Euro-zone inflation’s sharp drop masks underlying pressures

Bloomberg

Euro-area inflation returned to single digits for the first time since August, fuelling hopes that the bloc’s worst-ever spike in consumer prices has peaked.
December’s reading came in at 9.2%, Eurostat said, with slower growth in energy costs the only reason for the moderation. The figure reflects slowdowns in Germany, France, Italy and Spain and was less than the 9.5% that economists polled by Bloomberg had expected.
Highlighting how inflation continues to menace Europe’s economy, however, a measure of underlying price pressures that strips out energy and food edged up to a record 5.2%.
It’s this gauge that the European Central Bank (ECB) is likely to focus on as it pushes ahead with what’s already the most aggressive bout of interest-rate hikes in its history.
In the US, the Federal Reserve, too, is looking past an easing in headline inflation, warning investors against underestimating its will to tighten monetary policy for some time yet.
ECB Governing Council member Mario Centeno called the latest price data from Europe “quite positive,” but said borrowing costs must still be pushed higher.
“Interest rates will rise until the moment when we consider that the inflation profile is sufficiently robust to as quickly as possible bring inflation to 2%,” he told a conference in Lisbon.

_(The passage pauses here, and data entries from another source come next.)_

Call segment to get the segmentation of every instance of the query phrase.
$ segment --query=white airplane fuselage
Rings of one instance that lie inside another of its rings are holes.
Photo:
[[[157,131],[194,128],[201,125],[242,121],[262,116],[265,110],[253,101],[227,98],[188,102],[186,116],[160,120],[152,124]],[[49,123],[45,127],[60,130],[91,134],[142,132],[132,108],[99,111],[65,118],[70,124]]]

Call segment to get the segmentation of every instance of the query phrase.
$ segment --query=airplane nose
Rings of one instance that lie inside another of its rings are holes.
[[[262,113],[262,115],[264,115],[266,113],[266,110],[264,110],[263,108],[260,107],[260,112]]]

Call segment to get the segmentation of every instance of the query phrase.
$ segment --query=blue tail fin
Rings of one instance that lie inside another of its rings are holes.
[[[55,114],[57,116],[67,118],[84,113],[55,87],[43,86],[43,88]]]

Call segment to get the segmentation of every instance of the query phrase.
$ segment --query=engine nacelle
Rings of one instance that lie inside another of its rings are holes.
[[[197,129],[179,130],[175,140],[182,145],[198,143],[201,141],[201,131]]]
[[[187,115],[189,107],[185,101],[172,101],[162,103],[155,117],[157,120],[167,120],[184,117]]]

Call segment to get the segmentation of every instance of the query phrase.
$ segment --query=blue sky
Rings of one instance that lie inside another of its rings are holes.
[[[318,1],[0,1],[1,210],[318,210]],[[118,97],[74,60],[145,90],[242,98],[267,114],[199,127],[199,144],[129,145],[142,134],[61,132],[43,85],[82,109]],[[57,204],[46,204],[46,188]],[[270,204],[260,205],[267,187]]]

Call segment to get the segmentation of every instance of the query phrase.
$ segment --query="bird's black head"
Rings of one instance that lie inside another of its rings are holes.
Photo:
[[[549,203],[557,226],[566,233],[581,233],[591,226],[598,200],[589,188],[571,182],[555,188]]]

“We can’t hesitate on the path. In our opinion, inflation is more negative for the economy than this process of normalising interest rates.”

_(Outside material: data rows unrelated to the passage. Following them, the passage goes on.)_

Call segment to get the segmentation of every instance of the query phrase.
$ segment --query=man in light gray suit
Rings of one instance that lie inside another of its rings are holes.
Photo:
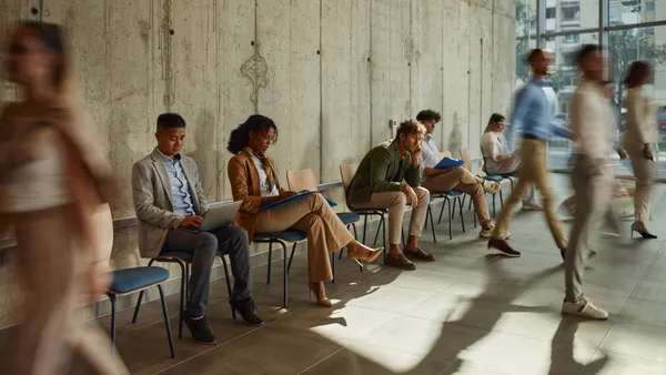
[[[195,342],[216,343],[204,313],[213,260],[218,254],[229,254],[231,260],[234,287],[229,303],[248,325],[263,325],[254,313],[245,230],[229,225],[212,232],[196,231],[208,211],[208,202],[196,163],[180,153],[185,139],[183,118],[176,113],[161,114],[155,139],[158,146],[134,163],[132,170],[141,256],[157,257],[162,251],[192,253],[184,321]]]

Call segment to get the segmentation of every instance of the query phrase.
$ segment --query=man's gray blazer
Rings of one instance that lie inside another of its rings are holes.
[[[139,252],[143,257],[157,257],[164,245],[167,232],[176,229],[184,219],[173,212],[171,181],[162,158],[155,148],[132,168],[132,196],[139,220]],[[196,163],[183,155],[181,165],[188,179],[194,212],[202,215],[208,211],[208,202],[203,196]]]

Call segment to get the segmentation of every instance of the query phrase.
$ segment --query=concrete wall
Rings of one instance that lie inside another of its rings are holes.
[[[276,121],[282,176],[311,168],[329,182],[392,138],[390,119],[426,108],[443,113],[442,150],[477,155],[514,81],[513,0],[0,0],[2,38],[17,19],[71,36],[91,125],[128,186],[115,219],[134,215],[131,165],[154,146],[161,112],[188,121],[185,153],[219,201],[231,195],[229,133],[252,113]],[[0,88],[0,101],[16,98]],[[135,237],[117,230],[113,266],[140,262]],[[14,277],[0,268],[0,326],[16,322]]]

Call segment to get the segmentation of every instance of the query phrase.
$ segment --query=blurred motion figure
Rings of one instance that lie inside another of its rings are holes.
[[[56,24],[19,24],[7,79],[21,102],[0,116],[0,232],[14,231],[23,323],[3,374],[127,374],[84,305],[109,284],[111,166],[84,134],[64,40]],[[87,296],[88,295],[88,296]]]

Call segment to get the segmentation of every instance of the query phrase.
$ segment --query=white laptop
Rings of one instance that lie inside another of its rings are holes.
[[[203,217],[203,223],[196,229],[199,232],[210,232],[219,227],[231,225],[239,209],[241,207],[242,201],[221,203],[209,206],[209,211]]]

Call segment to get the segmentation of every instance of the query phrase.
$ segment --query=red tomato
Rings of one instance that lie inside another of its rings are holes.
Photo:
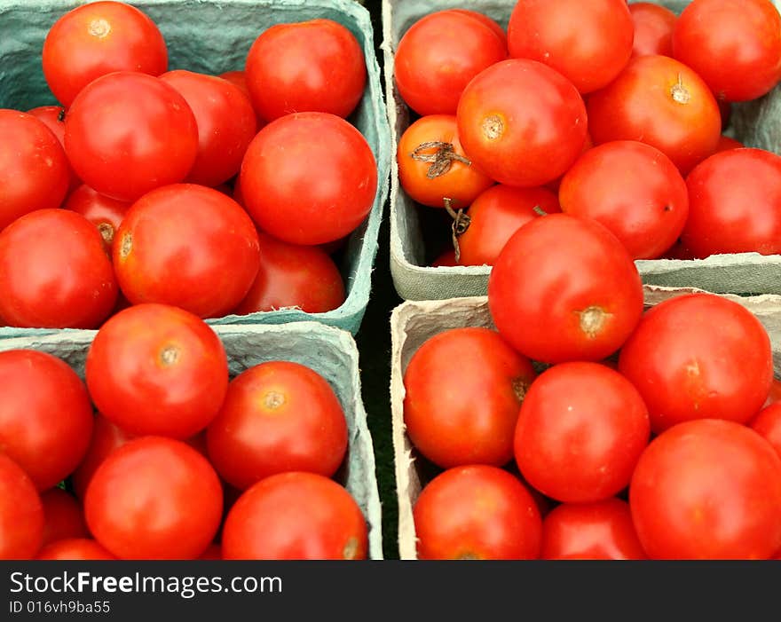
[[[283,307],[324,313],[344,303],[344,281],[334,260],[317,247],[280,241],[261,232],[260,268],[233,313],[246,315]]]
[[[456,117],[469,159],[509,185],[556,179],[586,140],[586,106],[578,91],[534,60],[505,60],[480,72],[464,89]]]
[[[781,79],[781,16],[769,0],[693,0],[673,53],[727,101],[756,99]]]
[[[507,39],[493,20],[472,11],[438,11],[399,39],[393,77],[404,101],[419,114],[455,114],[469,81],[506,58]]]
[[[39,209],[0,233],[0,316],[8,326],[95,328],[116,293],[103,238],[80,214]]]
[[[43,507],[36,486],[0,453],[0,559],[30,559],[43,539]]]
[[[686,223],[686,182],[670,159],[650,145],[617,140],[589,149],[564,174],[562,210],[604,224],[633,259],[655,259]]]
[[[302,113],[257,133],[240,183],[247,211],[264,232],[292,244],[322,244],[368,215],[377,167],[366,138],[346,121]]]
[[[418,348],[404,373],[406,433],[421,453],[445,468],[507,464],[518,409],[535,375],[531,361],[495,331],[440,333]]]
[[[201,318],[230,313],[260,265],[257,232],[217,190],[174,184],[137,201],[114,245],[122,293],[134,304],[173,304]]]
[[[244,75],[257,114],[273,121],[290,113],[346,117],[366,86],[363,50],[333,20],[276,24],[247,55]]]
[[[588,130],[596,145],[640,140],[655,146],[685,175],[715,151],[722,117],[691,69],[667,56],[640,56],[588,98]]]
[[[164,304],[120,311],[95,335],[87,388],[132,434],[187,438],[217,416],[228,386],[222,342],[192,313]]]
[[[564,503],[542,521],[542,559],[645,559],[629,504]]]
[[[198,154],[198,128],[170,84],[121,71],[90,83],[74,100],[65,118],[65,151],[87,185],[135,201],[186,177]]]
[[[692,170],[686,185],[690,213],[682,240],[694,256],[781,253],[781,156],[723,151]]]
[[[43,42],[43,76],[68,107],[96,78],[114,71],[159,75],[168,51],[157,26],[122,2],[92,2],[60,17]]]
[[[233,504],[224,559],[365,559],[366,520],[350,493],[314,473],[261,480]]]
[[[162,437],[135,438],[109,455],[84,500],[90,531],[121,559],[194,559],[214,539],[222,511],[211,465]]]
[[[516,461],[548,497],[599,501],[628,485],[650,436],[648,409],[626,378],[599,363],[563,363],[543,372],[524,399]]]
[[[691,419],[746,423],[768,397],[773,358],[767,331],[745,307],[691,294],[643,316],[619,370],[640,391],[659,432]]]
[[[672,56],[675,13],[651,2],[629,4],[629,12],[635,23],[632,56]]]
[[[456,467],[413,508],[419,559],[536,559],[542,519],[526,487],[496,467]]]
[[[625,0],[520,0],[507,41],[513,58],[545,63],[590,93],[624,68],[634,32]]]
[[[249,98],[213,75],[179,69],[160,79],[185,98],[198,125],[198,155],[186,181],[215,186],[236,175],[257,131]]]
[[[209,425],[207,447],[217,473],[241,490],[287,471],[330,477],[347,451],[347,422],[320,374],[298,363],[271,361],[231,382]]]
[[[36,209],[59,208],[69,170],[62,146],[43,122],[0,109],[0,231]]]
[[[767,559],[781,547],[781,459],[734,421],[686,421],[643,452],[629,507],[652,559]]]
[[[603,225],[552,214],[504,246],[488,279],[488,306],[500,334],[530,358],[601,360],[640,320],[643,285],[627,249]]]

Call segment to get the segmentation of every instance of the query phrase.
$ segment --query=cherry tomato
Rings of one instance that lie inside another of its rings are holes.
[[[745,307],[712,294],[671,298],[640,321],[619,369],[648,405],[655,432],[691,419],[746,423],[773,380],[770,340]]]
[[[261,480],[233,504],[224,559],[365,559],[366,520],[350,493],[314,473]]]
[[[603,225],[567,214],[527,223],[502,248],[488,279],[500,334],[546,363],[601,360],[643,312],[643,285],[627,249]]]
[[[536,559],[542,519],[518,479],[496,467],[450,468],[413,508],[419,559]]]
[[[419,114],[455,114],[469,81],[506,58],[507,39],[493,20],[473,11],[438,11],[399,39],[393,77],[404,101]]]
[[[269,121],[303,112],[346,117],[367,79],[360,43],[333,20],[272,26],[249,48],[244,74],[255,109]]]
[[[518,409],[535,375],[531,361],[495,331],[440,333],[415,350],[404,373],[406,433],[445,468],[507,464]]]
[[[201,319],[177,307],[138,304],[98,331],[86,378],[95,405],[122,429],[186,438],[217,416],[228,365],[222,342]]]
[[[640,457],[629,507],[651,559],[767,559],[781,547],[781,459],[734,421],[680,423]]]
[[[458,103],[458,136],[469,158],[509,185],[542,185],[564,174],[586,140],[586,106],[555,69],[525,59],[480,72]]]

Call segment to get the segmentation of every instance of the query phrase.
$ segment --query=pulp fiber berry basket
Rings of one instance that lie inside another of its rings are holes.
[[[380,496],[372,437],[360,395],[358,349],[346,331],[318,322],[284,326],[214,327],[225,349],[231,378],[272,360],[311,367],[334,389],[347,420],[347,455],[334,479],[358,502],[368,528],[368,556],[383,558]],[[62,358],[84,378],[84,361],[97,331],[70,330],[0,341],[0,350],[26,348]]]
[[[0,0],[0,108],[29,110],[57,104],[43,79],[43,40],[58,18],[83,4],[74,0]],[[347,294],[345,302],[324,313],[280,309],[207,320],[209,324],[281,324],[313,319],[357,333],[369,300],[390,166],[390,132],[368,12],[351,0],[130,0],[129,4],[146,12],[160,28],[168,44],[169,69],[215,75],[243,69],[255,39],[280,23],[327,18],[343,25],[358,38],[366,57],[367,86],[348,121],[368,141],[378,175],[372,210],[351,234],[339,265]],[[0,337],[43,332],[52,331],[0,328]]]
[[[630,4],[635,0],[629,0]],[[685,0],[651,0],[676,13]],[[777,8],[781,0],[772,0]],[[507,28],[514,0],[383,0],[383,50],[385,93],[390,122],[390,272],[398,295],[406,300],[439,300],[485,294],[489,266],[429,267],[436,252],[427,248],[426,224],[441,210],[417,205],[401,188],[396,150],[410,124],[410,111],[393,79],[398,41],[417,20],[436,11],[469,8],[485,13]],[[781,154],[781,87],[753,101],[733,105],[734,138],[746,146]],[[445,221],[436,221],[446,228]],[[692,287],[716,293],[781,294],[781,256],[758,253],[715,255],[706,259],[653,259],[635,262],[643,281],[674,287]]]

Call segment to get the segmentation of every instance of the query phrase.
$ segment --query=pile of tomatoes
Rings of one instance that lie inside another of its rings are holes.
[[[169,70],[120,2],[62,15],[42,49],[60,106],[0,110],[0,318],[97,328],[130,304],[201,318],[340,306],[329,253],[375,201],[355,36],[330,20],[259,33],[241,70]],[[61,209],[64,208],[64,209]]]
[[[781,253],[781,157],[722,136],[733,102],[781,78],[769,0],[520,0],[505,32],[452,9],[394,58],[416,120],[399,179],[454,218],[434,265],[493,265],[544,214],[604,225],[633,259]]]
[[[202,319],[143,303],[101,327],[84,376],[0,352],[0,559],[367,556],[361,509],[333,479],[344,412],[310,367],[229,382]]]

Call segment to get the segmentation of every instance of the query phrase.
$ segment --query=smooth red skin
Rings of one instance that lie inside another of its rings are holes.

A second month of cooling price gains in the euro zone, which expanded to 20 countries from 19 this month as Croatia joined, came after Germany’s government paid some households’ natural gas bills to cushion the surge in costs since Russia invaded Ukraine.
Indeed, the drop in German consumer prices was almost solely responsible for the 0.3% monthly decline in the euro area, according to Bloomberg calculations.
The ECB has already pledged to lift its deposit rate beyond its current level of 2%. The peak for borrowing costs may only be reached towards the summer, according to Bank of France chief Francois Villeroy de Galhau.
“We’ll then be ready to remain at this terminal rate as long as necessary,” he said in Paris.
Money-market traders left bets on the peak in the deposit rate largely unchanged on Friday, wagering on about 152 basis points of additional tightening by mid-2023.